Bud nodded, as if he’d known all along that
Molly was the reason for John’s spirits. “Hey, I think it’s great.
She’s cute, she’s a teacher, she works with kids. She’s kind of on
the short side, but nobody’s perfect.” He braked to a stop at a red
light. There was no need to blast the siren and run traffic lights.
Whatever had gone down in the bar was past tense; uniformed
officers were already at the scene, and John and Bud had no cause
for high-risk speeding.


So,” Bud probed, “what
does Mike think of her?”

The question made John uncomfortable. He
didn’t want to admit that part of Molly’s appeal was her rapport
with Mike. If John thought of her in relation to Mike, he’d think
of her in the role of a step-mother, and if he did that he’d of her
in the role of a wife. He couldn’t let himself do that, not when he
had so many misgivings about himself in the role of a husband.

He forced a smile. “At this point, it’s too
soon to matter what Mike thinks.”


Well, whatever else got
trimmed besides that tree—” Bud glanced conspicuously at John’s
crotch “—it’s done wonders for you.”

John didn’t consider that remark worth
acknowledging.

Bud lost his smirk. “If she’s good for you,
hang onto her,” he advised. “I’m your partner, and I like you
better when you’re happy.”


I’m not happy,” John
argued, just to be contrary.

A block ahead of them, they saw several
black-and-whites parked in front of a bar, with a few onlookers
milling around the sidewalk outside the door. “Who goes to a bar
this early on a Monday morning?” Bud wondered out loud. “It’s too
early for people to be getting drunk and blowing each other’s
brains out.”


Let’s find out what
happened,” John said, shoving out of the car as soon as Bud turned
off the engine.

What happened, they learned after talking to
the uniformed officers and interviewing the pale, trembling woman
who owned the bar, was that she and the victim, a fellow she
identified as Alvin Hampton, were setting up the bar for its
ten-thirty opening, when a woman barged in, screamed, “I’m gonna
kill you, Alvin!” and shot him in the thigh.
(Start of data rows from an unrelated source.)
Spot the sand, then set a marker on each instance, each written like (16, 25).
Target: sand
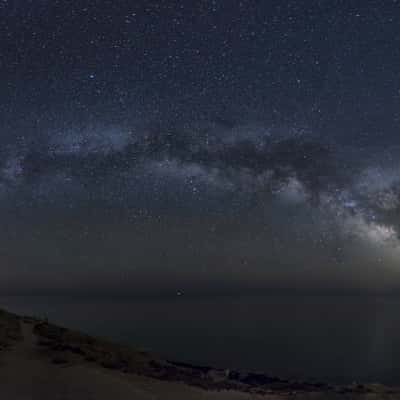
(39, 361)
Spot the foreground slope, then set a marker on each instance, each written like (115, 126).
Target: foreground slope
(42, 361)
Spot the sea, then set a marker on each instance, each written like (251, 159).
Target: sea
(336, 339)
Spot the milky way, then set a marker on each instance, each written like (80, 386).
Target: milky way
(161, 147)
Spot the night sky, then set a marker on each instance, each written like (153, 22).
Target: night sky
(200, 147)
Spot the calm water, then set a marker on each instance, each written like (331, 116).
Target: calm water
(339, 339)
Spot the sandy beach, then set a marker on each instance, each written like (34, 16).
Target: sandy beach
(40, 361)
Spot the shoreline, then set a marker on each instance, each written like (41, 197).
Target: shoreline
(59, 347)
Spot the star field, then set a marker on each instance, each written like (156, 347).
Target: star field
(210, 146)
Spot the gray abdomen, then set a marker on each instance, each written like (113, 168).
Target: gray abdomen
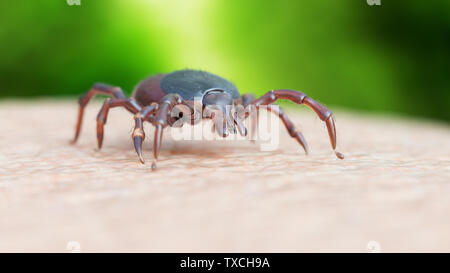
(192, 83)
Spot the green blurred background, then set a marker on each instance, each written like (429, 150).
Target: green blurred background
(392, 58)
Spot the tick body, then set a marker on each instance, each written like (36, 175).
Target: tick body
(155, 98)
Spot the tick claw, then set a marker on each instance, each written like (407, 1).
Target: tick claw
(339, 155)
(138, 147)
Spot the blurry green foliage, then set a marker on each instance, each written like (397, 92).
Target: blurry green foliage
(394, 57)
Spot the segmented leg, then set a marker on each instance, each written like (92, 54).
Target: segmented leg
(300, 98)
(290, 127)
(98, 88)
(129, 104)
(138, 136)
(159, 117)
(246, 100)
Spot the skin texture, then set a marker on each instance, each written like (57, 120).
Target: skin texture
(155, 98)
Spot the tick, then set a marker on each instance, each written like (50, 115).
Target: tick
(155, 97)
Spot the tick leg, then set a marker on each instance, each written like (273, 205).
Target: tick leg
(98, 88)
(246, 100)
(293, 132)
(158, 115)
(161, 117)
(130, 104)
(300, 98)
(138, 136)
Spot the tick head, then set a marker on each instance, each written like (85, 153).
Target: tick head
(218, 106)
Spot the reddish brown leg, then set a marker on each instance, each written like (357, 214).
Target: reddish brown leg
(159, 116)
(130, 104)
(293, 132)
(300, 98)
(138, 136)
(98, 88)
(246, 100)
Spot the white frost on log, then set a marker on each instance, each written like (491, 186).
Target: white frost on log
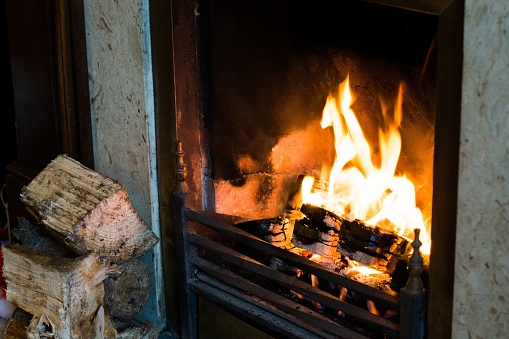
(89, 212)
(65, 296)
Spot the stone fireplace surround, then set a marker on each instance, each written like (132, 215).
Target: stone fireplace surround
(480, 275)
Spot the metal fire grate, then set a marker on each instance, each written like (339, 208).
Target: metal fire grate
(226, 265)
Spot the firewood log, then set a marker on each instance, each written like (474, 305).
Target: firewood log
(126, 293)
(65, 296)
(89, 212)
(17, 325)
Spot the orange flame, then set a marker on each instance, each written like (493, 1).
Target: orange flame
(357, 188)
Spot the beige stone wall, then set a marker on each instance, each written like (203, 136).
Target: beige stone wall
(481, 293)
(118, 51)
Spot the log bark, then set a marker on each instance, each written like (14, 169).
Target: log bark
(38, 238)
(65, 296)
(126, 293)
(89, 212)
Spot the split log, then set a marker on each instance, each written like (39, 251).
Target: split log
(371, 246)
(17, 325)
(318, 231)
(126, 293)
(38, 238)
(66, 296)
(89, 212)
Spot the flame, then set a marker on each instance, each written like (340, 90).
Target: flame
(357, 188)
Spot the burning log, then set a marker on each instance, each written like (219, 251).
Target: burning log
(38, 238)
(318, 231)
(87, 211)
(66, 296)
(370, 246)
(277, 231)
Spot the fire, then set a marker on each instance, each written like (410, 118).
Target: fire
(357, 188)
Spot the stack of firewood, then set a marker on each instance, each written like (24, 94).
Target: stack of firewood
(76, 272)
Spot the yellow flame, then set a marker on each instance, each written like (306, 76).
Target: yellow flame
(357, 189)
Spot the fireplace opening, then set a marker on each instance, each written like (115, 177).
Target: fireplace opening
(266, 69)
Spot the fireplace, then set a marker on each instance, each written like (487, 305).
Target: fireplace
(256, 74)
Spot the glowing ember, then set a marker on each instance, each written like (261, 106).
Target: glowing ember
(357, 188)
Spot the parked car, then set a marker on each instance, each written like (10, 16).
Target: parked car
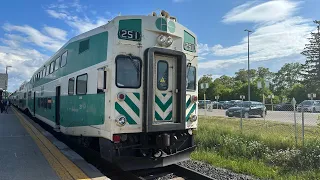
(201, 103)
(309, 106)
(284, 107)
(247, 109)
(223, 104)
(214, 105)
(234, 103)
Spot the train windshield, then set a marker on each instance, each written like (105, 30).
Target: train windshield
(191, 78)
(128, 72)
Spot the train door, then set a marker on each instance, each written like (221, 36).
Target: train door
(165, 90)
(57, 103)
(34, 103)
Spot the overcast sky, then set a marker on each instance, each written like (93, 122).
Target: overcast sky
(31, 32)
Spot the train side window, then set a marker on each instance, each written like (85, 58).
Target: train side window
(57, 64)
(63, 61)
(81, 85)
(44, 71)
(128, 72)
(49, 103)
(101, 82)
(48, 69)
(83, 46)
(162, 75)
(191, 78)
(45, 103)
(71, 86)
(51, 67)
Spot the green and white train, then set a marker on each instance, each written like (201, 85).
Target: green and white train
(129, 87)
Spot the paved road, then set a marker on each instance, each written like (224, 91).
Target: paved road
(280, 116)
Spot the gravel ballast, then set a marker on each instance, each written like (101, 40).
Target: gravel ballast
(214, 172)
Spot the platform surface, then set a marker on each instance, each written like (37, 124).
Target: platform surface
(20, 157)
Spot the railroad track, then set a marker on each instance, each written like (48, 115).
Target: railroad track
(114, 172)
(175, 172)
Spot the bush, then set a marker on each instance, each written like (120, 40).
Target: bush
(223, 139)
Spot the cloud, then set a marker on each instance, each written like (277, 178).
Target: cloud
(178, 1)
(56, 32)
(58, 15)
(281, 36)
(24, 62)
(18, 50)
(74, 15)
(269, 11)
(34, 36)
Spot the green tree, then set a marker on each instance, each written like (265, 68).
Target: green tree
(204, 79)
(297, 91)
(286, 77)
(242, 75)
(311, 68)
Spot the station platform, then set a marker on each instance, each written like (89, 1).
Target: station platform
(29, 152)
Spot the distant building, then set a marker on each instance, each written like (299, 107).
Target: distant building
(3, 81)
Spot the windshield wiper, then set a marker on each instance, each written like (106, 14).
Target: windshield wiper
(135, 65)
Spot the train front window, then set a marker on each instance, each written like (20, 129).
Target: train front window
(191, 78)
(128, 72)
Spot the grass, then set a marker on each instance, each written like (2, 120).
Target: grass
(262, 149)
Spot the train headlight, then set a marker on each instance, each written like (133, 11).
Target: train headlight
(121, 120)
(121, 96)
(194, 98)
(169, 41)
(165, 40)
(193, 118)
(161, 39)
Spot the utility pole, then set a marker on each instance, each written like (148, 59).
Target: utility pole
(249, 97)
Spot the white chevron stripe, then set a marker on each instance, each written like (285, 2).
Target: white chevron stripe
(129, 111)
(165, 98)
(127, 108)
(134, 99)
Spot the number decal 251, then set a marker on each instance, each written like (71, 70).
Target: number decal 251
(129, 35)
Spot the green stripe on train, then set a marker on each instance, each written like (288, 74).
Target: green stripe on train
(123, 112)
(164, 106)
(75, 110)
(191, 111)
(133, 106)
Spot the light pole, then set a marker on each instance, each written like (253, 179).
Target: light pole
(7, 69)
(7, 76)
(248, 66)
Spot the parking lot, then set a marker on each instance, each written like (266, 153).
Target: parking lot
(280, 116)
He had already been
taken to Arlington Memorial, but one of the EMT’s heard him mumble
the name “Sheila.” At first, the bar owner insisted that she had no
idea who Sheila was, but eventually her memory sharpened enough for
her to recall that the shooter just might have been Alvin’s wife,
Sheila Hampton. A bit more prodding, and the bar owner also
recollected that she and Alvin had been having an affair for three
months.

John and Bud got Alvin’s home address from
the bartender and drove to the modest apartment building, where
they found Sheila Hampton. She was thin, with disproportionately
large hands and an odd shade of red hair with black roots along her
scalp. When Bud told her he was going to bring her to the station
for questioning, she insisted she’d done nothing wrong, but she
left the apartment peacefully with them, locking the door behind
her before John could see any farther into it than the front foyer.
He and Bud were going to have to get a search warrant. He’d bet a
week’s salary there was a gun somewhere inside that apartment.